The United States and its European allies, it appears, would
welcome some kind of negotiated settlement as long as Western face is saved by
Assad stepping down. Turkey, which is
facing a growing Kurdish calamity and has probably had a bellyful of its Syrian
adventurism, would probably agree. And,
as noted above, Qatar has a post-Assad electoral agenda based on its MB assets.
However, Prince Saud has drawn the line in the sand,
indicating that Saudi Arabia is optimistic about a scenario of total regime
collapse—and a subsequent political endgame in which Saudi allies occupy a
privileged and protected position in the new power structure instead of getting
massacred by a tag team of threatened Sunni citizens and the newly “democratic”
Syrian army.
If Turkey and the western powers feel compelled to clean up
the mess after Syrian regime collapse, the Saudi position seems to be, they are
welcome to send in an occupying army--Saudi Arabia certainly won't. This is something that the United States, EU,
and Turkey are probably equally loath to commit to, for reasons beyond the quite understandable "the last thing we need is another Middle East military quagmire" concerns..
The unwillingness of the anti-Assad coalition to encourage, enable,
and validate the Saudi strategy by implying any intent to commit forces to restore
order and nationbuild after a regime collapse—as much as fear of an eventual
Syrian quagmire—probably accounts for the western squeamishness about threatening
armed intervention in anything more than the most toothless and abstract terms.
However, Prince Saud's statement indicates that potential trauma of a post-Assad failed Syrian state--in which disciplined fundamentalist local and jihadi fighters have the
potential to play an important role despite their smaller numbers-- is unlikely to deter Saudi Arabia from its regime collapse strategy.

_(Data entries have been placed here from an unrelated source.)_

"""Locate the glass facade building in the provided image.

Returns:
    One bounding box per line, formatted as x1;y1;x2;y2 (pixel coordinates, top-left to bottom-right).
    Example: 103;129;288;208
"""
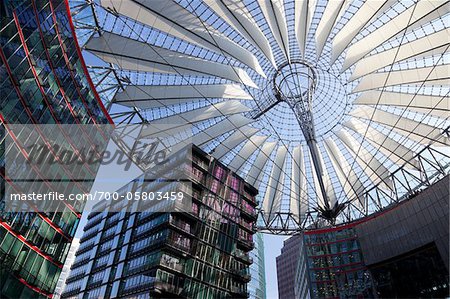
302;227;376;299
62;145;258;299
248;232;266;299
0;0;112;298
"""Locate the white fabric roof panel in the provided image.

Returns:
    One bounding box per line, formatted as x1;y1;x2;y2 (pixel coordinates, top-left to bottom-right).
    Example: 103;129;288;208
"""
114;84;252;109
342;1;450;71
100;0;265;77
355;90;449;112
406;106;450;118
294;0;316;56
192;114;255;146
290;145;308;219
335;129;394;191
308;150;326;209
353;64;450;92
140;100;251;138
262;144;288;218
228;135;269;172
205;0;276;68
86;32;258;88
212;126;260;159
331;0;395;64
343;118;420;170
258;0;290;60
324;138;366;210
351;28;450;80
245;141;277;188
320;149;338;208
315;0;350;57
351;106;450;145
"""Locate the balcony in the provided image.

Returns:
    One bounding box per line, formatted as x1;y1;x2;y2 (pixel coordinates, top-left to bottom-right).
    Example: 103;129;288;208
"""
77;241;95;254
65;272;85;284
230;268;251;283
240;220;258;233
160;260;184;273
80;229;98;243
237;238;255;251
84;214;103;230
100;227;117;241
86;279;102;289
169;218;192;234
104;213;121;228
153;281;183;296
167;239;191;254
192;155;208;171
233;250;253;264
189;169;205;185
240;206;257;220
62;287;82;298
230;286;249;298
120;280;155;296
72;256;91;269
243;192;257;206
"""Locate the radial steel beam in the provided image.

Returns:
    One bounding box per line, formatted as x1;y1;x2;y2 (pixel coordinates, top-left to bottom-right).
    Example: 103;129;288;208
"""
273;60;330;209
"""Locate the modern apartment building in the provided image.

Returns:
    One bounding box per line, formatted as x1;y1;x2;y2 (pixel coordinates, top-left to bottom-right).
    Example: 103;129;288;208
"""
0;0;112;298
62;145;258;299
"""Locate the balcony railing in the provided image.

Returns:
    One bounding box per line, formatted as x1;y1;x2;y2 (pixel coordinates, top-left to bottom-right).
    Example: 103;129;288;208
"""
169;217;191;233
120;280;155;296
154;281;183;296
160;260;184;273
233;250;253;264
230;286;249;298
192;156;208;170
230;268;251;282
167;239;190;253
72;256;91;268
104;213;121;228
80;229;98;242
241;206;257;220
237;238;255;250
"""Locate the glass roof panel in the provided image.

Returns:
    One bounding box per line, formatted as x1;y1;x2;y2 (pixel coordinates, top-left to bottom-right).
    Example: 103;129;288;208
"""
71;0;450;233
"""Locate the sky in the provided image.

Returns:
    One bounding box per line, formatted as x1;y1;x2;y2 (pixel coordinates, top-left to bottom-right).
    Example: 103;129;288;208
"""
264;234;286;299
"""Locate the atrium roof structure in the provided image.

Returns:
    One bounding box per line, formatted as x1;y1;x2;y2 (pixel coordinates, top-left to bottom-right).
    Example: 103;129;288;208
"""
70;0;450;233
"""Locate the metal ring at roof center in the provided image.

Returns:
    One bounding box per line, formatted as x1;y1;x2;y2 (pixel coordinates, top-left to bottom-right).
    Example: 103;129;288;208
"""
273;60;317;104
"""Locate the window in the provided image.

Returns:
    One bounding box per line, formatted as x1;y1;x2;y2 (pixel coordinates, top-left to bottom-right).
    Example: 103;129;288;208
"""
213;165;226;181
210;179;221;194
230;176;240;191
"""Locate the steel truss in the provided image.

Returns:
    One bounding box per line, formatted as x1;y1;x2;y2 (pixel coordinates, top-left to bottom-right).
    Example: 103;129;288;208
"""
258;142;450;234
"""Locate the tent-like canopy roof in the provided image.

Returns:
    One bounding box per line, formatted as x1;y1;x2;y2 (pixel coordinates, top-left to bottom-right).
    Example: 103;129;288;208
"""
71;0;450;233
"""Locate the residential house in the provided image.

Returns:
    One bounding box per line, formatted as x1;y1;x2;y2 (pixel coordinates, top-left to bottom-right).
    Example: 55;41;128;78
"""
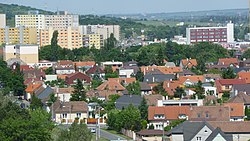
179;75;204;86
157;99;204;106
180;58;198;69
224;103;245;121
108;78;136;86
37;60;56;69
165;62;176;67
136;130;168;141
25;83;43;100
189;106;230;121
85;65;105;78
73;61;95;72
218;58;239;67
115;95;142;110
65;72;91;85
45;75;58;82
119;68;134;78
231;84;250;96
215;79;246;98
234;67;250;74
179;69;195;76
96;79;126;93
140;66;182;75
202;82;217;96
143;69;175;83
53;87;74;102
123;61;139;74
86;90;122;101
163;80;183;97
54;101;88;124
228;92;250;108
203;74;221;83
101;61;123;71
168;121;234;141
239;58;250;68
144;94;163;106
6;58;26;66
148;106;191;130
140;82;152;95
184;88;196;96
23;69;46;81
238;72;250;84
55;60;75;74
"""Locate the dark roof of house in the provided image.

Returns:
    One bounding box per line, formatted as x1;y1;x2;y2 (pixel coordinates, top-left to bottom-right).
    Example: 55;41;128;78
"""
233;84;250;94
208;121;250;133
139;82;151;91
123;61;138;67
143;73;175;83
54;101;88;113
37;86;54;101
115;95;143;110
234;67;250;74
171;121;214;141
23;69;46;80
205;128;233;141
228;92;250;105
86;65;105;74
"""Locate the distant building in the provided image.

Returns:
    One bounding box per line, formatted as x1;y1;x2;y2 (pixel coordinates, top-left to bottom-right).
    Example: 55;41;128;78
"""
0;26;37;45
82;34;104;49
3;44;39;65
186;22;234;44
0;14;6;28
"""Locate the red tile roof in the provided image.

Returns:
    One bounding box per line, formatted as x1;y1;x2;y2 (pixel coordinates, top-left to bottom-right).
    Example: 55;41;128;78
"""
73;61;95;67
179;75;204;84
163;80;183;96
181;59;198;68
218;58;238;66
238;72;250;84
96;80;126;91
108;78;136;85
140;66;182;75
25;83;43;94
224;103;245;117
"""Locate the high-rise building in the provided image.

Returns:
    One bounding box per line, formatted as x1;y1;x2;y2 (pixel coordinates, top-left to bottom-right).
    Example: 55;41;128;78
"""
3;44;39;65
82;34;104;49
0;14;6;28
39;27;82;49
80;25;120;40
186;22;234;44
0;26;37;45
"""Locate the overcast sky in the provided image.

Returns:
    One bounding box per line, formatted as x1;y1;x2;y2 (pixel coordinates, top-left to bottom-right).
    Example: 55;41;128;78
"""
0;0;248;14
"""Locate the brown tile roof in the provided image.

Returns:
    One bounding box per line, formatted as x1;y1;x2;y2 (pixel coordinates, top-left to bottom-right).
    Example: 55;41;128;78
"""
86;65;105;74
57;74;68;80
228;92;250;105
57;60;74;66
179;75;204;84
148;106;191;121
24;78;43;86
215;79;246;93
25;83;43;93
96;80;126;91
108;78;136;85
53;87;74;94
140;66;182;75
224;103;245;117
163;80;183;96
203;74;221;80
218;58;238;66
189;106;230;121
181;59;198;68
73;61;95;67
208;121;250;133
238;72;250;84
86;90;122;100
144;94;163;106
23;69;46;80
54;101;88;113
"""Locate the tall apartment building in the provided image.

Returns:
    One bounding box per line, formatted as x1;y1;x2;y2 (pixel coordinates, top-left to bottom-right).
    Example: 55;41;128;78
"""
0;14;6;28
80;25;120;40
186;22;234;44
40;27;82;49
0;26;37;45
3;44;39;65
82;34;104;49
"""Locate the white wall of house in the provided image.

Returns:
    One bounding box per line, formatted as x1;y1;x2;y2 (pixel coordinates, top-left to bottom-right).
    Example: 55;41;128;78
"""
57;93;71;102
212;133;227;141
150;121;170;130
45;75;58;81
232;134;250;141
230;117;244;121
204;86;217;96
185;89;196;96
119;69;134;78
141;90;152;95
172;134;184;141
191;125;212;141
56;69;75;74
55;112;88;124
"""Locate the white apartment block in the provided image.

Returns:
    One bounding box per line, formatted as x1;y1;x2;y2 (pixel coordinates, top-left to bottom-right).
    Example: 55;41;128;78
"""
80;25;120;40
3;44;39;65
0;14;6;28
186;22;234;44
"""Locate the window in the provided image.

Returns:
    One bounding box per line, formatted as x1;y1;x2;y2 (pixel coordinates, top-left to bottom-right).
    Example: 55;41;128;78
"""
76;113;81;118
197;113;201;118
206;113;209;118
196;137;202;141
62;113;67;118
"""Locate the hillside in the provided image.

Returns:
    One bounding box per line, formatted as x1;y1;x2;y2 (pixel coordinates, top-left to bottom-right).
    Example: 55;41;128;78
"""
0;3;54;26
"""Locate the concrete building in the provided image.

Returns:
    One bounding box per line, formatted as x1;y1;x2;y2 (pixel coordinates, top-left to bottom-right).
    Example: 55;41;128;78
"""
3;44;39;65
39;27;82;49
80;25;120;40
82;34;104;49
186;22;234;44
0;14;6;28
0;26;37;45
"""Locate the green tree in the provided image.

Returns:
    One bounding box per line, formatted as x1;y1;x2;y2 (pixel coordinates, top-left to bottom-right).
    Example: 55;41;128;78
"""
105;33;117;50
47;93;57;107
104;94;120;111
57;123;92;141
153;82;168;96
138;97;148;120
126;81;141;95
70;79;86;101
135;69;144;82
30;95;43;110
51;30;59;61
193;80;205;99
222;67;236;79
45;67;54;75
174;87;186;98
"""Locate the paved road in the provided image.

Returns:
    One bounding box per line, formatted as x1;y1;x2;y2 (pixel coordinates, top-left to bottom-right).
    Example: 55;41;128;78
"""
99;128;127;141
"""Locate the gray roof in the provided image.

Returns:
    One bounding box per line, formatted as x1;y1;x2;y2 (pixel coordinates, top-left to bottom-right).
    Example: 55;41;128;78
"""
6;58;27;66
143;73;175;83
139;82;151;91
171;121;214;141
205;128;233;141
115;95;143;110
37;86;54;100
233;84;250;94
234;67;250;74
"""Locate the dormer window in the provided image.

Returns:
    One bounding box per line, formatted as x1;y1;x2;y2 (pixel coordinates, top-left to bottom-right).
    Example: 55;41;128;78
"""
206;113;209;118
154;114;165;119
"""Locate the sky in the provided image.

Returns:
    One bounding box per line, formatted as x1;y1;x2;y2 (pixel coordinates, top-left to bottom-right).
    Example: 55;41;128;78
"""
0;0;248;15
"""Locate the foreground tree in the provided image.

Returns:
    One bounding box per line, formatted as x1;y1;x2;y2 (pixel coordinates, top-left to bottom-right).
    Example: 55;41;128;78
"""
222;67;236;79
70;79;86;101
138;97;148;120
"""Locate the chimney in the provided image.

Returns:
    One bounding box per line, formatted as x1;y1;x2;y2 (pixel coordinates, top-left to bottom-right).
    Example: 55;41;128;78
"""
235;90;238;96
167;82;170;88
153;77;155;82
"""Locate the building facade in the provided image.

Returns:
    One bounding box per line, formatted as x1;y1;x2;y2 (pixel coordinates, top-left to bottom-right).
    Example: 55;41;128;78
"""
3;44;39;65
82;34;104;49
186;22;234;44
39;27;82;49
0;14;6;28
0;26;37;45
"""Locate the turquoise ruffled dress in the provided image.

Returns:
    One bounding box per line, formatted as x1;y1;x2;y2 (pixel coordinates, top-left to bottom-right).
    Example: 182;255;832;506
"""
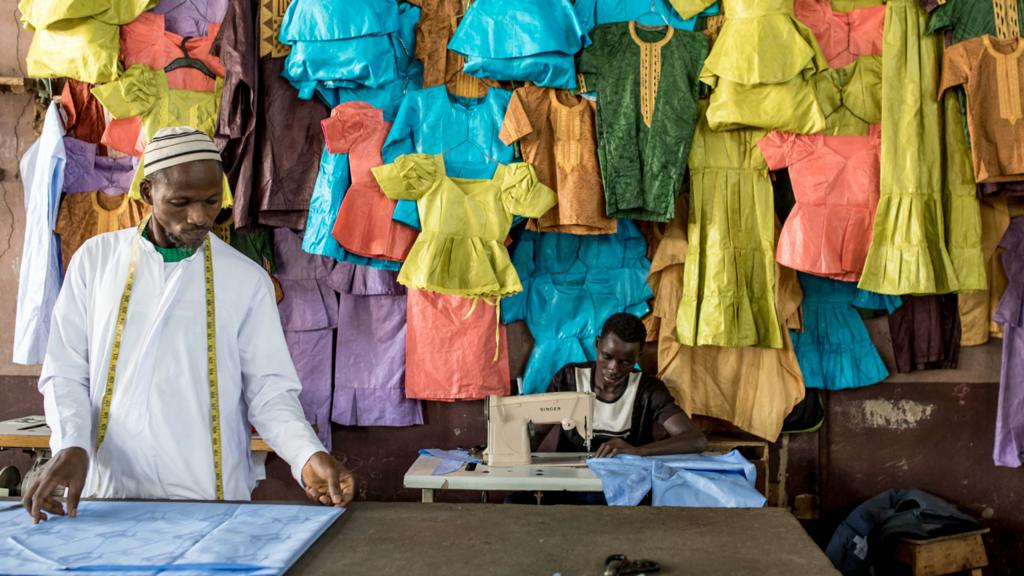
791;273;890;390
448;0;588;89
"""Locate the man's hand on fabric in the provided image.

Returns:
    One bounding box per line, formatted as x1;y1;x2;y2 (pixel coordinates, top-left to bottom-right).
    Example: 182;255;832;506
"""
22;447;88;524
301;452;355;507
594;438;644;458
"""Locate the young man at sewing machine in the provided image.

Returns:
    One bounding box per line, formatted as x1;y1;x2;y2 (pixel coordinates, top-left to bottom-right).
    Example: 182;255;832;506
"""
544;313;707;458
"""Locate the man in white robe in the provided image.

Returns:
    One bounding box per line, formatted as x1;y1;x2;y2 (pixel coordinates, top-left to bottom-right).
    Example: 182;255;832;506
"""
23;127;354;522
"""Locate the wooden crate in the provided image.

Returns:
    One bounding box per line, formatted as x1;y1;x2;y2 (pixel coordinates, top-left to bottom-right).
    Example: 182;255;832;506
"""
894;528;990;576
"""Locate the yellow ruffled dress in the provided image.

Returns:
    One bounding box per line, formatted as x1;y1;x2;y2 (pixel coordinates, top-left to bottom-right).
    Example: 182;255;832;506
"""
699;0;829;133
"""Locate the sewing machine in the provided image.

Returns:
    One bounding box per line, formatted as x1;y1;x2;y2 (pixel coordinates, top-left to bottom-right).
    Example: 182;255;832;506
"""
484;392;594;467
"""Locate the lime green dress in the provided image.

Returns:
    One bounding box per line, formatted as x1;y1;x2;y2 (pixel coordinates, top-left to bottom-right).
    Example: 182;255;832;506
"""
373;154;557;297
676;105;782;349
20;0;156;83
700;0;829;134
857;0;978;295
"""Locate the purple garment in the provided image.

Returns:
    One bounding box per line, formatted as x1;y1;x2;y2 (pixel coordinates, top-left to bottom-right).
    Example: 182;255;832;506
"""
62;137;134;195
274;228;338;450
980;182;1024;197
995;217;1024;467
153;0;229;37
328;262;422;427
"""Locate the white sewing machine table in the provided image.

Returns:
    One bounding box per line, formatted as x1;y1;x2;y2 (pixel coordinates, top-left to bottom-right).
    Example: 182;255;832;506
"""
403;453;602;504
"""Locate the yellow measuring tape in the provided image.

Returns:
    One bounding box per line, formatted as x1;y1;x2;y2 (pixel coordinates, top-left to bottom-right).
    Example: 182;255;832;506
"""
95;219;224;500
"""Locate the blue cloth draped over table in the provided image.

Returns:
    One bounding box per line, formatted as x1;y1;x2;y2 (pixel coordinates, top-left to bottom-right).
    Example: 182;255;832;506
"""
382;85;515;229
448;0;588;89
0;501;341;575
503;222;653;394
573;0;720;37
587;451;767;507
791;273;895;391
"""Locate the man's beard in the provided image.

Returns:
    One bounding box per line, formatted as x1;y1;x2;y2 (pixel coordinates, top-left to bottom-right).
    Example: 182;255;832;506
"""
167;228;208;249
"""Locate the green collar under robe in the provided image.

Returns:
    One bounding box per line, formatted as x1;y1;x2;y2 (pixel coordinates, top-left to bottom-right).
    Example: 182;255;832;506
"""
577;22;708;222
142;227;199;263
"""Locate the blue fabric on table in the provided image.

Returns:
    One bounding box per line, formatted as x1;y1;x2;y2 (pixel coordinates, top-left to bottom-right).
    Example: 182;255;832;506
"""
419;449;482;475
0;501;341;575
586;451;767;508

And, after years of ostentatious vilification of Assad—and,
I suspect, a callous willingness among Obama administration realpolitik
practitioners to advance anti-Iran rollback notwithstanding the consequences
for the Syrian people—the United States lacks the political will to demand a
negotiated settlement of Assad—or of its allies in the anti-Assad coalition.
Saudi Arabia, by its intransigence—and,
possibly through sustained, sub rosa support for religiously fundamentalist
fighters, foreign and domestic, inside Syria—holds a de facto veto on
the policy position of the anti-Assad powers and the future of Syria itself.